Les coupes budgétaires concernent en fait des dépenses fictives et n'auront aucun impact économique. D'autres mesures sont prévues pour limiter le déficit budgétaire à 5,5% cette année. Nizar Baraka parlait dans le cadre d'un débat organisé par le Mouvement Populaire.

Le plan de stabilisation et de relance de Nizar Baraka
Naceureddine Elafrite
Le 15 avril 2013 à 16h09 | Modifié 11 avril 2021 à 2h35

Nizar Baraka a parlé.

Ce ministre qui a la parole rare ces dernières semaines, s’est exprimé devant un auditoire politico-économique, vendredi en fin de journée à Rabat, à l’invitation du Mouvement Populaire*.

«Nous maintiendrons les programmes de réformes», a-t-il promis, en rappelant les secteurs concernés par ces réformes, Caisse de compensation, Justice, Fiscalité, caisses de retraite. « Nous prenons nos responsabilités et il faut éviter les surenchères politiques», prévient-il. Oui, les 15 milliards de coupes budgétaires ne sont pas suffisantes. Il y aura d’autres mesures. Il a révélé ce que le gouvernement compte faire pour stabiliser les finances publiques et également promouvoir la croissance et donc la relance.

S’exprimant sur ton assuré qui donne l’impression agréable d’un responsable qui sait où il va, le ministre de l’Economie et des Finances a fait un exposé en quatre points, dont voici les grandes lignes:

1. Le contexte : crise économique internationale et chez nos principaux partenaires, depuis six ans. Hausse des prix des matières premières

Il n’y aura pas de reprise avant 3 à 4 ans. Notre croissance ne pouvait pas sortir indemne de ce tunnel de crise.

Parallèlement, hausse des cours des matières premières, particulièrement le pétrole et le blé.
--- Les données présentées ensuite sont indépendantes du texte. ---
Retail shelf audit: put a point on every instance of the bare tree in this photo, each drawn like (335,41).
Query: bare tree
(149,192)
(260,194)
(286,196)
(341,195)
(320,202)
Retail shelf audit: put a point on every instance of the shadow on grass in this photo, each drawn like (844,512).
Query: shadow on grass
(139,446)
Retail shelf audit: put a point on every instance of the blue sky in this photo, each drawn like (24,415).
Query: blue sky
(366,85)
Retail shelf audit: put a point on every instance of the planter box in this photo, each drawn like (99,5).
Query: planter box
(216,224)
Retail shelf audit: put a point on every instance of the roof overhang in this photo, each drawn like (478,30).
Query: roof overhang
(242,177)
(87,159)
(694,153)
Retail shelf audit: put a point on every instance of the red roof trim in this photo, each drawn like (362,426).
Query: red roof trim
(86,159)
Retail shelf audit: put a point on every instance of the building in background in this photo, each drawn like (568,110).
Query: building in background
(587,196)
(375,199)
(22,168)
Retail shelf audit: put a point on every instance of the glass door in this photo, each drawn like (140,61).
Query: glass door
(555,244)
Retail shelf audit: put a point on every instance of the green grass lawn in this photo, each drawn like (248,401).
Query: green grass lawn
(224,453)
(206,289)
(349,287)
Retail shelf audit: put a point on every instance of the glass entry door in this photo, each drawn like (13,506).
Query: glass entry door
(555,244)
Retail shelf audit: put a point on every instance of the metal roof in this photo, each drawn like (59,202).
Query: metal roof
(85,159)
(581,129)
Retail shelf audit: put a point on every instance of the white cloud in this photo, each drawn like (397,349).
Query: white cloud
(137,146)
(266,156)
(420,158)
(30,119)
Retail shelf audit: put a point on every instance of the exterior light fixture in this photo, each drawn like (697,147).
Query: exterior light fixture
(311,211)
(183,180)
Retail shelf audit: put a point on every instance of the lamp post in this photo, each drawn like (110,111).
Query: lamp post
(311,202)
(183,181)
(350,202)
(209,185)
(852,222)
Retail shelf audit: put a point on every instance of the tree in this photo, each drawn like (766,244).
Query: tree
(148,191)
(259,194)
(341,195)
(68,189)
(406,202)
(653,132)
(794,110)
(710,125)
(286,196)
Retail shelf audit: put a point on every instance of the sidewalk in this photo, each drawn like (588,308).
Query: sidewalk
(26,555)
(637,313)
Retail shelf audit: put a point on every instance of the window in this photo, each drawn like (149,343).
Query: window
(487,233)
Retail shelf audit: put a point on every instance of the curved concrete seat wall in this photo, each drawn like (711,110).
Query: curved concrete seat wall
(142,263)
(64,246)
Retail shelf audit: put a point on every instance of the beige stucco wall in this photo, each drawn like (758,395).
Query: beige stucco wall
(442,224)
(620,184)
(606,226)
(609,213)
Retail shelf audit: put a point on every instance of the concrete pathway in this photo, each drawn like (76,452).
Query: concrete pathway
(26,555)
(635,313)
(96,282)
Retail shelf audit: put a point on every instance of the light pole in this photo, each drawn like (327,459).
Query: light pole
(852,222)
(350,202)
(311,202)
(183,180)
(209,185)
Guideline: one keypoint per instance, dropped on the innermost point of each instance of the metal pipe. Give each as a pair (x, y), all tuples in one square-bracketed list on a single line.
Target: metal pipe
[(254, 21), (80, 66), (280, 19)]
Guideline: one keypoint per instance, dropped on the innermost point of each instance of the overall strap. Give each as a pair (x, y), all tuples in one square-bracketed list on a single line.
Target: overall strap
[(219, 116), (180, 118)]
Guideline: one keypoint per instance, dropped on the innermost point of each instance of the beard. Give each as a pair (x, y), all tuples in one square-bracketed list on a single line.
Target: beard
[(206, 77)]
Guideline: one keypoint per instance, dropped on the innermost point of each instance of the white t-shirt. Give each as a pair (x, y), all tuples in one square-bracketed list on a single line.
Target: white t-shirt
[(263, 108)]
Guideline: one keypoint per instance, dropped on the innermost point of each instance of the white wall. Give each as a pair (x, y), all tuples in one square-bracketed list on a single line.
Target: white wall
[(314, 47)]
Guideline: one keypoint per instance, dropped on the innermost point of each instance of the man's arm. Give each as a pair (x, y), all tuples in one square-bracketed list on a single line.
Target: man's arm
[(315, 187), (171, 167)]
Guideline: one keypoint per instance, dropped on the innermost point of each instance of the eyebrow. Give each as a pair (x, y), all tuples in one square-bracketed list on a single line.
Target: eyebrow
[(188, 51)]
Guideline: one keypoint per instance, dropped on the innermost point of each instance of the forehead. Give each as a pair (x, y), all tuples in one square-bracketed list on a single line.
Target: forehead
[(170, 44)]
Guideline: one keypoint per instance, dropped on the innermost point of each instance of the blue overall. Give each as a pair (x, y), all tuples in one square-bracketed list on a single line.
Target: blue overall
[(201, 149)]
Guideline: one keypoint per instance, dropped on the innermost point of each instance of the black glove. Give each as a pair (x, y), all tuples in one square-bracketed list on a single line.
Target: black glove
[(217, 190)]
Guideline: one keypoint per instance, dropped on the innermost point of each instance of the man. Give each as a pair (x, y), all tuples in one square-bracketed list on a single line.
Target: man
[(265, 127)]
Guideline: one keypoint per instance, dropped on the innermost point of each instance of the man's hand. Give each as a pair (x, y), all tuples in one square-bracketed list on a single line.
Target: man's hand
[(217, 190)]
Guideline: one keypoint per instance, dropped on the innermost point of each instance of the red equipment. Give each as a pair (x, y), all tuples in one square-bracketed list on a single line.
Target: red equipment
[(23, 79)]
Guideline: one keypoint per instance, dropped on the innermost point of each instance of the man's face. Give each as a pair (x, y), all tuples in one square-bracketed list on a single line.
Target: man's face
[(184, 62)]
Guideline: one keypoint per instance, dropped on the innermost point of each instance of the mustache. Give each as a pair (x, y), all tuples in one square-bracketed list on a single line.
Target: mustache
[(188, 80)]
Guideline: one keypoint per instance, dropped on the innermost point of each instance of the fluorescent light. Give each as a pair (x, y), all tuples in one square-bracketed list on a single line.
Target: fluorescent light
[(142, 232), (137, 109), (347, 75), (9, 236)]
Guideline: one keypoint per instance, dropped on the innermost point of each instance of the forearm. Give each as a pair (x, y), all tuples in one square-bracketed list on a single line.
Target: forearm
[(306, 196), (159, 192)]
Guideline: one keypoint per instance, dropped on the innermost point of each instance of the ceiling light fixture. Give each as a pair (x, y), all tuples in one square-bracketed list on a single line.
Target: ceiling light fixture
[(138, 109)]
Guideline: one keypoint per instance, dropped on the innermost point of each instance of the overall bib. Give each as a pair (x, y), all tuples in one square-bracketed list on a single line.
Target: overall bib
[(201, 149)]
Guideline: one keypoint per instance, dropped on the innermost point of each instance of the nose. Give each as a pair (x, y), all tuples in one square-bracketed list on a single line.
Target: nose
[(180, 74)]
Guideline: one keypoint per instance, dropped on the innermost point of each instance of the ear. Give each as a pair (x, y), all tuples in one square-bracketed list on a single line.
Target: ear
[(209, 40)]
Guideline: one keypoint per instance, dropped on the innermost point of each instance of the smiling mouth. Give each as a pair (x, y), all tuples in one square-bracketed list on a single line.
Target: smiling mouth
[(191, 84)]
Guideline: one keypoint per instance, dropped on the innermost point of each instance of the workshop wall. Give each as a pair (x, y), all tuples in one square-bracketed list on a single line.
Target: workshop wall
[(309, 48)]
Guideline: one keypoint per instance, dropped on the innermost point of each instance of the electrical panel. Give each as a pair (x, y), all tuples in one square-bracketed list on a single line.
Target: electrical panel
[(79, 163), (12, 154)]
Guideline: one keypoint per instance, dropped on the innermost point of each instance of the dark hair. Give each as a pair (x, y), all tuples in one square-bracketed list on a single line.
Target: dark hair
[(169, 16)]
75% de l’aggravation du déficit de la caisse de compensation provient de la hausse du pétrole. 1 seul dollar de hausse, et ce sont 600 millions de DH de dépenses de compensation qui se rajoutent. La seule facture énergétique a dépassé 33 milliards de DH dans les dépenses de compensation, soit près de 4% du PIB.

Les précédents gouvernements ont mené des politiques contracycliques, d’expansion budgétaire au moment de la crise. Mais les marges de manœuvre du Maroc sont épuisées, car la crise dure depuis six ans et va se prolonger.

Les déficits budgétaire et du compte courant de la balance des paiements se creusent :

(% PIB)

2010

2011

2012

Déficit budgétaire

4,7

6,1

7,1

Déficit paiements courants

4,5

8,1

10

 

Ceci entraîne, mécaniquement, une aggravation de l’endettement, qui gagne 10 points supplémentaires de PIB entre 2008 et 2012, selon M. Baraka**.

La politique d’expansion budgétaire poursuivie au cours des dernières années est visible à travers plusieurs indicateurs :

-l’action sur l’investissement. Les investissements de l’Etat sont passés de 25 milliards de DH en 2006 à 60 milliards cette année.

-la stimulation de la consommation des ménages avec notamment la baisse de l’Impôt sur le Revenu (12 milliards de recettes en mois) et l’amélioration du pouvoir d’achat des fonctionnaires et des couches moyennes.

-la caisse de compensation dont la charge est passée de 4 à 56 milliards de DH en quelques années.

2. Les atouts du Maroc

On les connaît mais ça fait du bien de les rappeler, dans cette morosité ambiante. Car il n’y a pas que des indicateurs dans le rouge.

Donc, bien sûr la capacité de résilience, considérée comme très élevée.

Ensuite, les stratégies sectorielles qui commencent à donner leurs fruits. Par exemple, la forte hausse des exportations de secteurs promus dans le cadre du plan Emergence (+16% en 2012).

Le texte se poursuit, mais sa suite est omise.